Tuesday, April 07, 2009

It Ain't The Size That Matters, Baby...

...it's the trouble you can get into with it.

I'm not talking about weiners -- I'm talking about campaign settings! Ha ha, I gotcha! You thought I was...uh...talking about...

...yeah, it's not that funny at all. Let's start over, OK?

So, I Waste The Buddha reader Forge sent me an e-mail recently, stating that he read about my C&C sandbox game and that now, he wants to develop his own sandbox setting for his Labyrinth Lord game. Good for you, Forge! Not only that you're having fun with the notion, but that you even made sense of my disjointed ramblings in the first place.

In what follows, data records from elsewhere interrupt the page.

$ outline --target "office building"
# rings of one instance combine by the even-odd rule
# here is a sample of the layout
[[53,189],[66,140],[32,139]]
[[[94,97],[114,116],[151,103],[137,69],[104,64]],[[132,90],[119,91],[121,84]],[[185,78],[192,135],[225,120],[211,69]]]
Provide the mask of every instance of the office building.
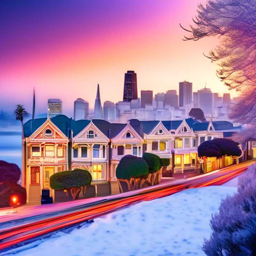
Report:
[[180,107],[186,107],[193,101],[192,83],[186,82],[179,83],[179,104]]
[[137,91],[137,76],[134,71],[128,70],[124,74],[124,101],[130,101],[138,98]]
[[50,118],[62,113],[62,101],[59,99],[48,99],[47,107]]
[[153,103],[153,91],[140,91],[140,99],[142,108],[145,108],[146,105],[152,106]]
[[97,87],[97,93],[94,105],[94,118],[103,118],[101,102],[100,101],[100,85],[98,84]]
[[81,98],[74,102],[74,119],[84,119],[89,113],[89,103]]

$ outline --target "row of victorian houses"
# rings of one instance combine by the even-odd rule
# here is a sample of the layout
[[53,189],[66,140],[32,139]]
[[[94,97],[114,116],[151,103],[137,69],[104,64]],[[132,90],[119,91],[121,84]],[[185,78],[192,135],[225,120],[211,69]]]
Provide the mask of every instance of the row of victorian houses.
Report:
[[63,115],[31,119],[24,125],[22,185],[28,202],[40,203],[42,189],[54,194],[49,186],[51,175],[78,168],[91,172],[98,196],[117,193],[116,170],[124,156],[141,157],[147,152],[170,159],[172,152],[174,172],[182,172],[196,166],[201,143],[229,137],[238,128],[227,121],[200,123],[192,118],[132,119],[127,124],[97,119],[75,121]]

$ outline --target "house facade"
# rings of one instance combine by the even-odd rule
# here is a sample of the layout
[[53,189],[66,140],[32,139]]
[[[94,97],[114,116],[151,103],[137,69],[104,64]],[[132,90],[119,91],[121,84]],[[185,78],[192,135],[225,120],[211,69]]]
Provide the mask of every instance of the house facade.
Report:
[[[75,121],[63,115],[30,120],[24,125],[22,185],[27,202],[39,204],[54,173],[76,168],[90,172],[96,196],[119,193],[116,171],[124,156],[144,152],[171,159],[175,172],[196,168],[202,143],[230,136],[237,130],[225,121],[200,123],[192,118],[172,121],[111,123],[102,119]],[[172,163],[172,161],[170,161]]]

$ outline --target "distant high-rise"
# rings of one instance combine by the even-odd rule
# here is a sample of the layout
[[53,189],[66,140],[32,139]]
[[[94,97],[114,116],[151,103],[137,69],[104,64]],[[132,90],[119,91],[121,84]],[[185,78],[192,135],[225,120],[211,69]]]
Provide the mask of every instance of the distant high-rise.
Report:
[[99,84],[97,87],[97,93],[94,104],[94,118],[103,118],[100,95],[100,85]]
[[194,108],[198,108],[198,99],[197,92],[193,92],[193,101],[194,102]]
[[62,101],[59,99],[49,99],[48,100],[48,116],[53,117],[62,113]]
[[169,90],[164,94],[164,107],[169,105],[170,107],[178,108],[179,106],[179,96],[176,90]]
[[180,107],[186,107],[193,101],[192,83],[186,82],[179,83],[179,102]]
[[89,113],[89,103],[81,98],[74,102],[74,119],[84,119]]
[[35,87],[34,87],[33,95],[33,112],[32,114],[32,119],[35,118],[35,111],[36,108],[36,96],[35,95]]
[[205,116],[211,117],[212,114],[212,93],[210,88],[205,87],[197,91],[198,107]]
[[130,101],[138,98],[137,91],[137,75],[134,71],[128,70],[124,74],[124,101]]
[[231,102],[230,98],[230,93],[223,94],[223,103],[230,103]]
[[117,117],[117,109],[116,104],[107,100],[103,104],[104,119],[108,121],[114,121]]
[[146,105],[152,106],[153,104],[153,91],[140,91],[140,99],[142,108],[145,108]]

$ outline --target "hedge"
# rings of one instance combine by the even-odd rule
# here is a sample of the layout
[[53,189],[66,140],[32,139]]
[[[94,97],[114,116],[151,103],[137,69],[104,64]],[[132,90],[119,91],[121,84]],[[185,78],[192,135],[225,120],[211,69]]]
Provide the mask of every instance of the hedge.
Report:
[[53,189],[60,190],[69,188],[89,185],[92,177],[87,170],[75,169],[57,172],[50,177],[50,187]]
[[169,158],[160,158],[160,164],[161,166],[169,166],[170,164],[170,159]]
[[160,158],[158,156],[151,153],[144,153],[142,158],[148,165],[148,172],[153,173],[157,172],[161,168]]
[[141,157],[127,155],[120,160],[116,167],[117,179],[130,180],[132,178],[147,177],[148,174],[148,166]]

Anyway, what he really wanted to know was this -- how big was my sandbox? I replied as soon as I read the e-mail, by which I mean I totally got on my sandbox and started preaching at the poor guy. I completed my masterpiece, THE definitive word on how big a map should be, and declared it the greatest thing anybody ever said about the subject, even you.

No, seriously. What I did was to mull over some ideas and type them out, and after clicking "Send", I thought -- "Hey, this would totally not suck as a blog post."

So if Mr Forge does not mind, I'd like to share my response to him, with you. Here it is, with a few tweaks to correct spelling.

Okay, lemme pontificate on the size of a sandbox. My first advice is as follows: Don't sweat it overmuch. I did and believe me, it ain't worth it; the sandbox's size, in my opinion, is less important than the shenanigans available therein.

Yes, you'll need a map. Maps have scales. Really only two things matter in determining the size of your sandbox: how much stuff there is to do, and what scope you want for doing it -- and even that one needn't matter so much.

Still, some kind of logical framework is handy for sketching out the sandbox, therefore it's not a bad idea to toy with verisimilitude a bit. I wanted my scope to start out small; local stuff, daytrips to adventure, but with no shortage of danger. So I said to myself: Figure the average party can travel...what? 20-30 miles a day over clear terrain? That's a 20-30 mile radius in which to contain adventuring shenanigans. A little math says that's an area of 1256.63708 sq. mi. to 2827.43343 sq. mi.

Uh...okay.

Now, I don't know about you, but I don't know dingus about how big that really is. I found it easier to translate all of this into real-world terms by looking at a map of my state and seeing what's in a 30 mi. radius from my house. Easier still -- I know it's a 10-mile drive from my house to the mall. I know what THAT looks like first-person.

A-HA! NOW! Now it's real to me.

What kind of trouble can lie in wait on that route? That depends on your setting. Is it wilderness? Is it settled? Is it just kinda settled? Desert? Coastline? Islands?

At this point, I said, "Screw it. This is too much thinking."

In the end, I wound up running those games with my wife within the confines of three contiguous five-mile hexes. I figured a 5-mile-wide hex could hold plenty of stuffs, and so I got some hex sheets from the Judges' Guild website and went to town. I placed home base and an adventure location in one, a town and castle in another, and another town in the third. I dreamed up reasons to go to these places and called it a day. Anything else I came up with could be appended modular-like.

Of course, you may be dreaming of a wider scope. You may want stories wherein the PCs have to travel for days on end across haunted plains and through scorpion-infested mountains just to get to the Dungeon of the Ill-Fitting Princess. Make that map big, then. Maybe the adventures will be low-key and can occur within the confines of, like, Hazzard County. Really, any area in which the PCs can poke stuff with the proverbial stick is go.

Like I say, don't sweat it. Throw some stuff on paper and start playing.